Our Gang ~ Those Were the Days
When I was in grade school, my favorite thing to do after school was to go home and watch The Little Rascals on TV. In my opinion, it was by far the best thing on TV. It was on every afternoon from four o’clock to five o’clock. The grownups weren’t usually home from work yet by that time, so most of the time I could watch undisturbed.
It started out as Our Gang in the 1920s, a series of short films made to be shown in movie theatres. (There wasn’t any TV yet.) In those days, when you went to the movies, you saw, in addition to the main attraction, at least one cartoon, at least one short subject, previews of coming attractions, and whatever else theatre managers wanted to throw at you. The Our Gang shorts, most of them 18 to 20 minutes long, were made to be shown as part of the “program” in movie theatres, as were the Laurel and Hardy shorts, the Three Stooges, and many others.
When the Our Gang comedies began being shown on TV as a series in the 1950s, they were known as The Little Rascals. The name was changed for copyright reasons; MGM studios owned the rights to the Our Gang trademark.
When producer Hal Roach originated the Our Gang series in 1923, his approach was that kids should be shown as kids really are, instead of pint-sized versions of adults. This naturalistic approach, with black kids and girls and boys all being portrayed as equals, was something that had never been done in movies before and became the hallmark of the series. The kids were mostly poor, rather than affluent, and were often at odds with tough kids, smart-aleck kids, or adults who didn’t understand them or who were, for one reason or another, unkind to them. There was always lots of slapstick, lots of heart and innocence, and more often than not a touch of sentiment thrown in. At least one of the characters had a crying scene in every film.
The kids who appeared in the Our Gang shorts were generally just sweet-faced regular kids instead of polished, professionally trained actors. And with unforgettable names like Farina, Chubby, Weezer, Spanky, Alfalfa, Stymie, Buckwheat, Porky, Darla, Butch, Woim, Waldo, Sherwood, and Buckwheat, they were kids we all knew (or wished we knew) and identified with.
Of the animals who appeared in Our Gang, the most well-known was Pete the Pup, an American pit bull with a ring around his eye and an expressive face and sympathetic manner. When one of the characters cried, he usually cried too.

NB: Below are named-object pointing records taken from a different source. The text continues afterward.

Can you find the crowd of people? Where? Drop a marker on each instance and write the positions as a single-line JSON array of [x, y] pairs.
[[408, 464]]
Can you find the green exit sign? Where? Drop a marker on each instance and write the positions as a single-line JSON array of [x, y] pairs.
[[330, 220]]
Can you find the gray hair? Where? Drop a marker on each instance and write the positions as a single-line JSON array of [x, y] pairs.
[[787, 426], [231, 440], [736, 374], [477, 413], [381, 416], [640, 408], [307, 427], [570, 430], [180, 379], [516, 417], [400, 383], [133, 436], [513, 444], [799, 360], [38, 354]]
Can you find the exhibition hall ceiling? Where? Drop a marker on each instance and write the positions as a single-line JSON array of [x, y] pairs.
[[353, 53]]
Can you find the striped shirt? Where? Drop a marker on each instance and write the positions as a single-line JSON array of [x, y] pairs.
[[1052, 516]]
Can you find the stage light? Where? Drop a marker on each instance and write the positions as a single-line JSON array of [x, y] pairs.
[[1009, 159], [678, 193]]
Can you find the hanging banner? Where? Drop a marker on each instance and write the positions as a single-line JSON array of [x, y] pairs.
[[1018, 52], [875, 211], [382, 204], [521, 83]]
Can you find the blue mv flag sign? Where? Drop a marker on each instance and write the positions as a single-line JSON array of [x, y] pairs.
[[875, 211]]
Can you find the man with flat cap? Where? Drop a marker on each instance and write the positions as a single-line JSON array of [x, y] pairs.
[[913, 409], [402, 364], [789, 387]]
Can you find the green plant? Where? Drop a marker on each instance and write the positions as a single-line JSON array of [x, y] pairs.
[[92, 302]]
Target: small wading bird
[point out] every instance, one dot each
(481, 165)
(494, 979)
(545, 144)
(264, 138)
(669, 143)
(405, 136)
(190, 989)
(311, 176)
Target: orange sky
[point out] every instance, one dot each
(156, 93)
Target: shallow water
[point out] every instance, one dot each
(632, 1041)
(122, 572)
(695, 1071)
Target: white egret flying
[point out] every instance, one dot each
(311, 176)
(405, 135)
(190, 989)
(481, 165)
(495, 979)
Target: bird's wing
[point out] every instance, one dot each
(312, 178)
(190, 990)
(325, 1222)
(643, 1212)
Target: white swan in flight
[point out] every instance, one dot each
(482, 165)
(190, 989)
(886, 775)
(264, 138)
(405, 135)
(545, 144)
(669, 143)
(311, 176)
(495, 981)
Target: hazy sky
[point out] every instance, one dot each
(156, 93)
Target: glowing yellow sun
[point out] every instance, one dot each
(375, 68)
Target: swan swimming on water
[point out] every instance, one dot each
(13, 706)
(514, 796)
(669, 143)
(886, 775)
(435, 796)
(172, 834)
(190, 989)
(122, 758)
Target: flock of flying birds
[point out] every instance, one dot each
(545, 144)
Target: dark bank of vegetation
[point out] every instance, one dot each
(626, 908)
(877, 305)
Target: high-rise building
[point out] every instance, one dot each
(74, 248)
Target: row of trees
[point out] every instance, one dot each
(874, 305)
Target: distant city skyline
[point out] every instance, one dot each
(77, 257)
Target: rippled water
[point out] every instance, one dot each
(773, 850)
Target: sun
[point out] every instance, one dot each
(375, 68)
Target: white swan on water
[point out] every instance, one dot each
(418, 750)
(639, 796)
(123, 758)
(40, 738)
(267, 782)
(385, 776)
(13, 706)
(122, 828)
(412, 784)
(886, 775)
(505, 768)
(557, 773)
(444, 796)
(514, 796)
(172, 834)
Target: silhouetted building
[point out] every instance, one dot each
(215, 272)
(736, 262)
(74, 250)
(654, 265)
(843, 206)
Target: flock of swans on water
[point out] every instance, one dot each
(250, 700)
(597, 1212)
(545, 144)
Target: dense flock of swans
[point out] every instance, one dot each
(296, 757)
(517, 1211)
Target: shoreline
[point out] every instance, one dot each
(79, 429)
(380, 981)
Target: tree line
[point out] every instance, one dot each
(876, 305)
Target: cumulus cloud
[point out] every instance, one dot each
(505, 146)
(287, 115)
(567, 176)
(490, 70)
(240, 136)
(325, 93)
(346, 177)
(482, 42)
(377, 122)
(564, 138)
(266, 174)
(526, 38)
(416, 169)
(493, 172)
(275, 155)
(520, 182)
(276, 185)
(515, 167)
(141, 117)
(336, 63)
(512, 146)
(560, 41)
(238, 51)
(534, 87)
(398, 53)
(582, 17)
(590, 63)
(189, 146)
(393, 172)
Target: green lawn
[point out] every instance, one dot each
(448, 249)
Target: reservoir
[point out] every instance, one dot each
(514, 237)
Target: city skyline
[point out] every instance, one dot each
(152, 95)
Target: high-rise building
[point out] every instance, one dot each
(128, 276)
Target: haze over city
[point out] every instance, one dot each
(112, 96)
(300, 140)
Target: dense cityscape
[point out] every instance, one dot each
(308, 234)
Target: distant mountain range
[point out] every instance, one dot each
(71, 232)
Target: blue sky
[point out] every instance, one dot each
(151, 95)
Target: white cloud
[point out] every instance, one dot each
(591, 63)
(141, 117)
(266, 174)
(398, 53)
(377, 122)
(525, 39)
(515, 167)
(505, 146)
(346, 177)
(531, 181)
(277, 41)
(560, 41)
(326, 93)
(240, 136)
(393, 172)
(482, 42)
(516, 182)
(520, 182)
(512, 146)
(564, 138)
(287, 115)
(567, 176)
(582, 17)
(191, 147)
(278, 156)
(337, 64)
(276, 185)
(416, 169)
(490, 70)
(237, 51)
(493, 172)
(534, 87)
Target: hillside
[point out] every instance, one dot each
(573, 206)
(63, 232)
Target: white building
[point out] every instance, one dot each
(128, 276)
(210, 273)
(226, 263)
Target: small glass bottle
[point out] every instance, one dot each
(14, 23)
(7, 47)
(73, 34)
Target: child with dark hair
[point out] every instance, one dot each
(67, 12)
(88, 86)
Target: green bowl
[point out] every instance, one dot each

The earliest Our Gang shorts were made during the silent era, but when movies began talking in the late twenties, the series moved smoothly into sound production. Our Gang was immediately profitable and continued production until 1938, when it was taken over by MGM and continued (less memorably) during the war years with a different approach and a different cast of child characters. In all, 220 short-subject films, silent and sound, were produced. Over 80 different kids played the parts through the years. When a kid became too old for the character he was playing, he was easily replaced with a younger kid.